United States District Court, District of Columbia

November 3, 2017

VERONICA RAYNOR, Individually and the Personal Representative of the Estate of Reuel Griffin, Plaintiff,
DISTRICT OF COLUMBIA, et al., Defendants.



         Denying Plaintiff's Motion to Compel Production of Documents Prior to 2010

         On March 31, 2017, Plaintiff filed a motion to compel the District of Columbia (the “District”) to, among other things, produce emails for thirteen custodians for the years 2009 and 2010. See Pl.'s Mot. Compel Discovery, ECF No. 84. Prior to Plaintiff's motion, Defendants had produced documents for those custodians from 2011 to January 2012. The additional documents that Plaintiff seeks are relevant, Plaintiff argues, because part of her theory in this case is that the District's policy, custom, or practices concerning payment for healthcare services to certain persons in the District's custody caused the decedent to suffer injuries resulting from the denial or delay of necessary medical treatment or testing.

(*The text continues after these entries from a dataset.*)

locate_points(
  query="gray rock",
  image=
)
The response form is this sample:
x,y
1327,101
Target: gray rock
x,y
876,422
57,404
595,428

Plaintiff believes that these denials and delays arose as a result of the District's alleged improper reliance on Medicaid coverage despite a statute excluding Medicaid coverage for individuals who are inmates in public institutions or patients in an institution for mental diseases. And while the decedent's break in Medicaid coverage did not appear to occur until late-2010, Plaintiff argues that she “should have the full extent of the city's practice []-even if it didn't affect [the decedent], if it affected other patients at St. Elizabeths” because she needs to know the “period of time that the District had in place or had a practice of not having funding in place to pay for medical care.” Status Conference Tr. at 11:8-14, ECF No. 113.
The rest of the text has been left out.